Die Landesregierung hatte genau dies vor einigen Wochen angeboten, allerdings unter der Bedingung einer Maskenpflicht während der Vorstellungen. Doch das ist für die Studio Kino-Betreiber keine Option. "Das wäre für uns eine katastrophale Lösung", sagt Jahnke. "Erstens würden die Gäste das nicht mittragen. Und der Verzehr würde dann wegfallen – und von dem leben wir." Die wichtigste Forderung von Jahnke, Ehr sowie dem frisch gegründeten Kinoverband versteht sich nach allem bisherigen selbst. Jahnke: "Dass wir auf keinen Fall wieder geschlossen werden."

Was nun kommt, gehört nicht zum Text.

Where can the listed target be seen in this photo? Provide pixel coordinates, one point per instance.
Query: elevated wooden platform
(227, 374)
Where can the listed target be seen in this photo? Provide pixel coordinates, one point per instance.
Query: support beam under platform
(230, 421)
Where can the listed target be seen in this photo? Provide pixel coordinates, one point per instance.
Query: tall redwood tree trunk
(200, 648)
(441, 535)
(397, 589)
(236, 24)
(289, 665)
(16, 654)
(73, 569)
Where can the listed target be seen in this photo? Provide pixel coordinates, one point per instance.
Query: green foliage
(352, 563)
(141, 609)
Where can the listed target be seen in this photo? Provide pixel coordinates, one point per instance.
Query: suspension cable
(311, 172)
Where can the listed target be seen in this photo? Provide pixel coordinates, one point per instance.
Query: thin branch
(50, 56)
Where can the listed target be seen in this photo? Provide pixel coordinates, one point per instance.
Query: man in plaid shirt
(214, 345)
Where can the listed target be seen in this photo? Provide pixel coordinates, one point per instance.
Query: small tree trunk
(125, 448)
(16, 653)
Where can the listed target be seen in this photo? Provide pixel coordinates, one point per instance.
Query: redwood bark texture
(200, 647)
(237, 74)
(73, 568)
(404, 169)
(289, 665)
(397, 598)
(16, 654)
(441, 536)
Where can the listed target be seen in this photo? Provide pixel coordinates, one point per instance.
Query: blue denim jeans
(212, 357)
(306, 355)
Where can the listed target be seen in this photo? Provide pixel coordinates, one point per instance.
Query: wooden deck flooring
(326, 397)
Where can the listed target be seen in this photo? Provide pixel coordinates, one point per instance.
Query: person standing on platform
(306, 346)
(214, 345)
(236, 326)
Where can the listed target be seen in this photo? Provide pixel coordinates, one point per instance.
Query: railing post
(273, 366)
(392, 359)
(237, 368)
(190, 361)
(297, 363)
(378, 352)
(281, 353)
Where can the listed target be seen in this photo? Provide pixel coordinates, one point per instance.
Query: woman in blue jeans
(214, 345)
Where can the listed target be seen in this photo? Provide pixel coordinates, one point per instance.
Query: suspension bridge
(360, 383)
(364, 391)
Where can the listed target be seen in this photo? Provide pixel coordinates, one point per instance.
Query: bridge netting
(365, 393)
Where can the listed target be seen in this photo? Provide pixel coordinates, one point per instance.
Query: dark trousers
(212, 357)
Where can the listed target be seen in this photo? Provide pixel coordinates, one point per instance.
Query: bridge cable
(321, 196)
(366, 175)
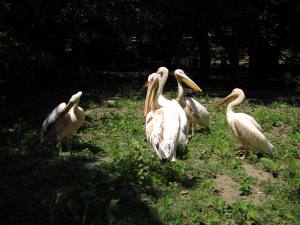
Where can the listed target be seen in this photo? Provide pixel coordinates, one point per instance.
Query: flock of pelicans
(168, 122)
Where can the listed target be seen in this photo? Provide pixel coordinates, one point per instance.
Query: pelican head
(150, 79)
(181, 76)
(76, 98)
(235, 94)
(151, 96)
(163, 71)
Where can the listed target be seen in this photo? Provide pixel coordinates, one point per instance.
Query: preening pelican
(63, 121)
(162, 122)
(245, 127)
(195, 112)
(162, 101)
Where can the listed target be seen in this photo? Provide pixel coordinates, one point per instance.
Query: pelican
(195, 112)
(63, 121)
(162, 122)
(245, 127)
(162, 101)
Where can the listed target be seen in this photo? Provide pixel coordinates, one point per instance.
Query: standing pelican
(245, 127)
(63, 121)
(162, 122)
(195, 112)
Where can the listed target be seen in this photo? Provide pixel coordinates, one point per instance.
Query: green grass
(113, 176)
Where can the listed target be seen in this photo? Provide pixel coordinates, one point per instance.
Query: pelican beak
(151, 94)
(189, 82)
(146, 84)
(226, 100)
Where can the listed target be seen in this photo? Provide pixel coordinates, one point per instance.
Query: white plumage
(63, 121)
(162, 101)
(245, 127)
(162, 122)
(195, 112)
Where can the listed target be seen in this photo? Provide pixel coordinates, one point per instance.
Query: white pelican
(162, 101)
(195, 112)
(63, 121)
(162, 122)
(245, 127)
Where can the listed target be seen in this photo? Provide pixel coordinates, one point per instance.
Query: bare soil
(259, 175)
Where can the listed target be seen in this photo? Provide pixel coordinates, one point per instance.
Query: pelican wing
(49, 122)
(250, 136)
(250, 119)
(162, 101)
(162, 129)
(199, 112)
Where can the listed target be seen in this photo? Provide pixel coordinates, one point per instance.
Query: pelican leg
(59, 146)
(190, 130)
(68, 145)
(193, 130)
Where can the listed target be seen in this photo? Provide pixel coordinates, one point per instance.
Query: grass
(113, 176)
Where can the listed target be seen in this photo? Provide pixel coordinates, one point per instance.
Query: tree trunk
(202, 40)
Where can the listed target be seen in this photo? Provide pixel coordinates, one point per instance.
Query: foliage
(113, 176)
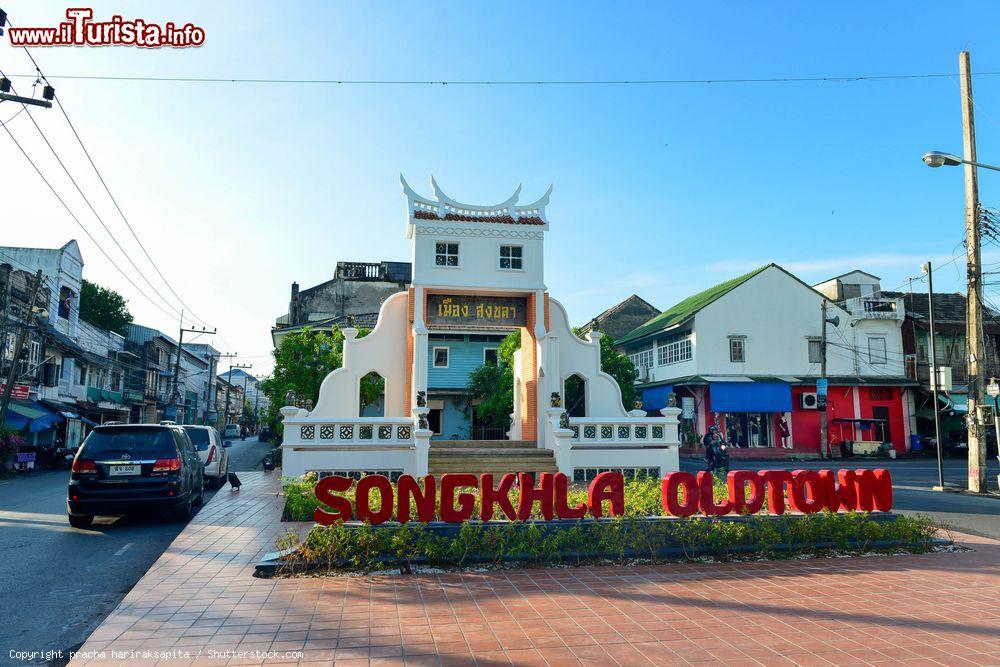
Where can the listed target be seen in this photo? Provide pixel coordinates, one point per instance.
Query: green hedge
(642, 497)
(365, 548)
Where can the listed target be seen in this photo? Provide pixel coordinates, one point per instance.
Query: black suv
(133, 469)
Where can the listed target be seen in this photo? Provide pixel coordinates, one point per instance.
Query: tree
(493, 385)
(302, 362)
(103, 307)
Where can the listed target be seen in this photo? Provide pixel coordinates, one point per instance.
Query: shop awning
(36, 417)
(655, 398)
(750, 397)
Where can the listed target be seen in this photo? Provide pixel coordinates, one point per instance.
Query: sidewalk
(941, 608)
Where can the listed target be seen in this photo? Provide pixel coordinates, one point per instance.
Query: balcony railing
(875, 307)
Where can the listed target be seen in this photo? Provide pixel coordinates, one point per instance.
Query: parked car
(134, 469)
(212, 451)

Solange schlägt sich das Studio Kino irgendwie durch. "Wir werden versuchen, nach dem Lockdown auch weiter Veranstaltungen neben den Filmen zu organisieren", sagt Jahnke. So können Unternehmen Meetings in den gut belüfteten Sälen abhalten. "Aber das wiegt auf keinen Fall die Umsatzeinbußen auf. Und auch diese Veranstaltungen werden zuletzt massenhaft abgesagt, weil es vielen zu riskant erschien. Es ist ein wahnsinniges Hin und Her, weil man nicht weiß, was für politische Entscheidungen als nächstes kommen."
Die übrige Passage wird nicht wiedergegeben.